For as “the Child is father of the Man,”[1] so have I failed to honor you, my father.[2]
For you were hungry and I gave you no food;
You were thirsty and I gave you no drink;
You were naked and I did not clothe you.[3]
When the Lord called out to you, I filled your ears with the voices of Legion.[4]
When the Lord planted you in good soil, I dug you up and tossed you onto stony ground. [5]
When your heart yearned for the Lord, I bound you to the rock with lust and desire, greed and envy, sloth and despair, fear and loathing.
So you pled for death above all else. The Lord heard your blood cry out[6] and in His pity, He transformed you into a wraith.

But I was the fool, not you.
The truth of the Lord shone like a burnished shield at dawn, His judgment upon me, for “no purpose of His can be thwarted.”[7]
I recoiled from the light as a viper from an unquenchable fire.
For forty years, I strayed from grace. Thirst clutched me as an eagle clutches a fledgling chick left unprotected.[8]
Then my thirst turned into drowning. My trial began. For 256 days I have been submerged in the Jordan.
I finally see the light, shimmering on the surface above.
I emerge, my skin wrinkled and rotten. I wallow in ashes.
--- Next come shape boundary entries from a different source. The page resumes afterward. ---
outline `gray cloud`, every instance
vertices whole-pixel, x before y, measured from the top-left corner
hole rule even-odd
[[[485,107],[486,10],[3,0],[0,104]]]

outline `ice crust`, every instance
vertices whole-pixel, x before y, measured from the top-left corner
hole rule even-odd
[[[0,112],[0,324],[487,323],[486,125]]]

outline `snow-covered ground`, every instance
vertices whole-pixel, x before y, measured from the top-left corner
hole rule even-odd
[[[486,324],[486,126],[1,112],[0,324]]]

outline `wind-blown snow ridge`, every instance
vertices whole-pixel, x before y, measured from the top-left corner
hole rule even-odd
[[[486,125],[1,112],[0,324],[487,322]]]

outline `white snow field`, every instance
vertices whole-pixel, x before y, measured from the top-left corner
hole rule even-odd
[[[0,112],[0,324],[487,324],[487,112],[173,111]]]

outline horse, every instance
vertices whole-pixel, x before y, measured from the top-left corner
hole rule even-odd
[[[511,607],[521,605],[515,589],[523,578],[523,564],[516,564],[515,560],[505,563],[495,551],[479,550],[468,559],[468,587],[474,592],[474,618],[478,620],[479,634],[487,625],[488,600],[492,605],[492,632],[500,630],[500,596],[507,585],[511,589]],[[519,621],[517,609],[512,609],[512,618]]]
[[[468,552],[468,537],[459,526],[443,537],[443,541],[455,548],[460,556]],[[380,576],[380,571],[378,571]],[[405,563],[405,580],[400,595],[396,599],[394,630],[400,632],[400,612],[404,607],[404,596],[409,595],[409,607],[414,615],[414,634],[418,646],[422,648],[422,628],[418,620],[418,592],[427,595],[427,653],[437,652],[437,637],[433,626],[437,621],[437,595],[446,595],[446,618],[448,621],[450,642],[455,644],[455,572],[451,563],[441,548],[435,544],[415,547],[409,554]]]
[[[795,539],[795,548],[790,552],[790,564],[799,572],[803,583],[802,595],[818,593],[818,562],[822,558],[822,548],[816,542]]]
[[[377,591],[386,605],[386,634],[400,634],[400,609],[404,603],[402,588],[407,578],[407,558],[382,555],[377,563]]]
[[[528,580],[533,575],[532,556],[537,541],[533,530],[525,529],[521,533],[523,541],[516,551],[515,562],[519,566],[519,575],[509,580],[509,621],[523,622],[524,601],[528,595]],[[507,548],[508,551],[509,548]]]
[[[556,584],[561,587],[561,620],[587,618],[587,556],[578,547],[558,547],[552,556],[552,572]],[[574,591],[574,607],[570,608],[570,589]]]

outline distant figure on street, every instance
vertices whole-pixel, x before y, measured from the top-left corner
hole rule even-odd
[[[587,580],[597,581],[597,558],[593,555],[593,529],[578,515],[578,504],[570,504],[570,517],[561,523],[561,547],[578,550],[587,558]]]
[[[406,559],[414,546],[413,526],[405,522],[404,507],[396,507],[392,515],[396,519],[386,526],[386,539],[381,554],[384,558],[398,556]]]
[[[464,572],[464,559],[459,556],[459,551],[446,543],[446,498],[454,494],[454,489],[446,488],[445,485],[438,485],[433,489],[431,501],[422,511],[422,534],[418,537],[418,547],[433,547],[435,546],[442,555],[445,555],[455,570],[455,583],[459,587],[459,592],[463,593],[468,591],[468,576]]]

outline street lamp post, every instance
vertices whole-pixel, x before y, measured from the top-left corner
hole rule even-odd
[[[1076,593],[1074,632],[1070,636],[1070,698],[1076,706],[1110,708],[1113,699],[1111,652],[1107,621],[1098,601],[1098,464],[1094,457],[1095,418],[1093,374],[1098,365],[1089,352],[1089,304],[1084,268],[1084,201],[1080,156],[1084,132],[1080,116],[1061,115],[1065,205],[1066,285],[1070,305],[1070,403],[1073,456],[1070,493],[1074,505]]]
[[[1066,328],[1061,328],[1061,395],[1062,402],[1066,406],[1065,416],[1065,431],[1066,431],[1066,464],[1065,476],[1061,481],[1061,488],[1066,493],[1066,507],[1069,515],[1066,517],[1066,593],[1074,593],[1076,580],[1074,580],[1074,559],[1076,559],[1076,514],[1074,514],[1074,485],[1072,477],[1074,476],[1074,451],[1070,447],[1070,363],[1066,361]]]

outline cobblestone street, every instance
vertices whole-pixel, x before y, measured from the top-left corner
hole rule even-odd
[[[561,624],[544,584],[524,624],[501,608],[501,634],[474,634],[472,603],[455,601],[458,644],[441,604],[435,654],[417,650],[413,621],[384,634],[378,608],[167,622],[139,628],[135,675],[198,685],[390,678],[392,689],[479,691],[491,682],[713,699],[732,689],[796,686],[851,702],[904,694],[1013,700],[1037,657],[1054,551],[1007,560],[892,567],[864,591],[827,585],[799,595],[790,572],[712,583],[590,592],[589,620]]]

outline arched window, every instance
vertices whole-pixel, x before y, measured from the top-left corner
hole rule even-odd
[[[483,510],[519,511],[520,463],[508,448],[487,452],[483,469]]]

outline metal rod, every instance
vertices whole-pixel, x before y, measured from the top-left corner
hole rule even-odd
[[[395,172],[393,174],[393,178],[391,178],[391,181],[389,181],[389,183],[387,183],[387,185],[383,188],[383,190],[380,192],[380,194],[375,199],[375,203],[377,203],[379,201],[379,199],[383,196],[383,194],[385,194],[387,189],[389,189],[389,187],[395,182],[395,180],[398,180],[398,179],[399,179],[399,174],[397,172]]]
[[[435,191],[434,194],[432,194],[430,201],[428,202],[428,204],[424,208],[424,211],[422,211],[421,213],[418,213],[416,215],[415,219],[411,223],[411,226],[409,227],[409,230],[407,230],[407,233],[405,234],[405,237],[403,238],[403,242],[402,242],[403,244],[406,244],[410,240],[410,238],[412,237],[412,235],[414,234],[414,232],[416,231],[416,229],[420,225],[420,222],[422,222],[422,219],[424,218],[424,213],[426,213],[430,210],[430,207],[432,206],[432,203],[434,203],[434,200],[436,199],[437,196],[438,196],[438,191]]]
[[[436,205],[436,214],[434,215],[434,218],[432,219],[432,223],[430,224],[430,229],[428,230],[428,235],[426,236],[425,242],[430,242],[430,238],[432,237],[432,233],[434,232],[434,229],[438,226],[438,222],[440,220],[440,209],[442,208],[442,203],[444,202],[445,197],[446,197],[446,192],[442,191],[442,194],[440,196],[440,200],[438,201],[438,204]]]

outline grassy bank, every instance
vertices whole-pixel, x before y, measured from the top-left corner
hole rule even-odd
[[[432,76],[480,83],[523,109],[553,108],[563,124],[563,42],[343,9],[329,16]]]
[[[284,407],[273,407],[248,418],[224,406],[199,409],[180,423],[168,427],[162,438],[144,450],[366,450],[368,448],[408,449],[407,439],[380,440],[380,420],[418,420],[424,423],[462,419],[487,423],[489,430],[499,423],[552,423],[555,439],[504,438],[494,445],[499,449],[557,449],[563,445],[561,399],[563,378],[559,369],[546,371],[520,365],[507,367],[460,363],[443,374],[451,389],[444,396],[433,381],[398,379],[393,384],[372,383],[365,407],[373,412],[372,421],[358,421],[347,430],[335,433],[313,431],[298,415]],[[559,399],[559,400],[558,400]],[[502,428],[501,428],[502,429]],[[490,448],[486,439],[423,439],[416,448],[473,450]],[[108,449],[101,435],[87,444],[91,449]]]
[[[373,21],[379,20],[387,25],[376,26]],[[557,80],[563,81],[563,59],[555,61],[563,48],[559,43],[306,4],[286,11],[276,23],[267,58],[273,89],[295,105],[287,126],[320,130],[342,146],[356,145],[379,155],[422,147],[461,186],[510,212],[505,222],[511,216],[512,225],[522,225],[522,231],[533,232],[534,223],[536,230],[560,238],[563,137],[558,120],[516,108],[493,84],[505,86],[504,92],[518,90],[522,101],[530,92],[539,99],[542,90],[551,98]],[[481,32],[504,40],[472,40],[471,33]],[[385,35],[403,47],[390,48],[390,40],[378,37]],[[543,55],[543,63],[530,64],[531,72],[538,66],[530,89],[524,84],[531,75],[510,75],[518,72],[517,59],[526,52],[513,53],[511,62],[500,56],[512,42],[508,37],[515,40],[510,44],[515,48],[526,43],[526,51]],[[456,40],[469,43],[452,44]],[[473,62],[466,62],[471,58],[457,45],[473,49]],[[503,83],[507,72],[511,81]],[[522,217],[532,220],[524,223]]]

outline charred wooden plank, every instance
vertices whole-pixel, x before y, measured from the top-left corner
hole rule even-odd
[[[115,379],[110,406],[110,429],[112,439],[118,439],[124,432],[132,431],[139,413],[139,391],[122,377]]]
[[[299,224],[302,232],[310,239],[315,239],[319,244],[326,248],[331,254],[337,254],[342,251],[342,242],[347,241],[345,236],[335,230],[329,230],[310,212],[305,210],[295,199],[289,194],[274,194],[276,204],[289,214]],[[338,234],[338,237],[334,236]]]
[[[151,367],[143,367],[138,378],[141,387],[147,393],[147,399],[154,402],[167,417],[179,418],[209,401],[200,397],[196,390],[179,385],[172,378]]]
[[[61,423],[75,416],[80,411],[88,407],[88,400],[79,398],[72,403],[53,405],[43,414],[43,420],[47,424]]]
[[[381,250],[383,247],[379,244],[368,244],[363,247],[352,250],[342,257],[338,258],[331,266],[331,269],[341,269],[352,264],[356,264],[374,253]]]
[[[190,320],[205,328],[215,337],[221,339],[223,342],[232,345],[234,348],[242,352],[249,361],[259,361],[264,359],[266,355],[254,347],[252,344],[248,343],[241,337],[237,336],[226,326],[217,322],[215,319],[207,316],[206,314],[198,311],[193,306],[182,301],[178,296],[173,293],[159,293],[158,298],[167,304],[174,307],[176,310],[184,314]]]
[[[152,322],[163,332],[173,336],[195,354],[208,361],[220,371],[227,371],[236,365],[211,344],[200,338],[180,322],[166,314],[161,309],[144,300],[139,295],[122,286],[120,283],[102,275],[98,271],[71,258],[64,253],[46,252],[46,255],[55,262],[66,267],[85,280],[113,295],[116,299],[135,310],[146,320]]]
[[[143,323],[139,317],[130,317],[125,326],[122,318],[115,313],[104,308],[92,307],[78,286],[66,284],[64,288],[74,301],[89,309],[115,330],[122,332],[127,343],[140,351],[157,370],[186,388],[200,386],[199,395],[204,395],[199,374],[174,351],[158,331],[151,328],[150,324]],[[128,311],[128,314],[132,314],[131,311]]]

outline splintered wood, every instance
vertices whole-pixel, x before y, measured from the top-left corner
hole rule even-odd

I strike my breast three times, and the Lord restores our mind, body, and spirit.
When you cry, I shall listen.
When you suffer, I shall comfort.
I will deem you worthy of love, that your goodness be honored.
I will deem you worthy of blessings, that your gifts testify to His glory.
I will uncover your eyes, so that seeing, you may perceive.
I will unplug your ears, so that hearing, you may understand.[9]
When you lose the Way, I will find you and lead you back by the hand.
When His glory blinds you, I will peel the scales from your eyes, that you may find your brothers and sisters who are seeking you.[10]
Whereas you felt like nothing, and thought you were nothing,
You will learn that you are nothing, that with Him you may be everything.
You will learn to be content, that you may trust in “Him who gives you strength.”[11]
You will learn to love, that you may become what the Creator intended.
May you “be reasonably happy in this life, and supremely happy with [Him] forever in the next.”[12]
Amen.

Reviewed by Scott Clark

[1] William Wordsworth, “My Heart Leaps Up”

[2] Cf. Exodus 20:12

[3] Matthew 25:42-43

[4] Cf. Mark 5:9

[5] Matthew 13:20-21

[6] Genesis 4:10

[7] Job 42:2

[8] Cf. Psalm 91:3-4

[9] Cf. Matthew 13:13

[10] Acts 9:18

[11] Philippians 4:13

[12] Reinhold Niebuhr, Serenity Prayer (1951)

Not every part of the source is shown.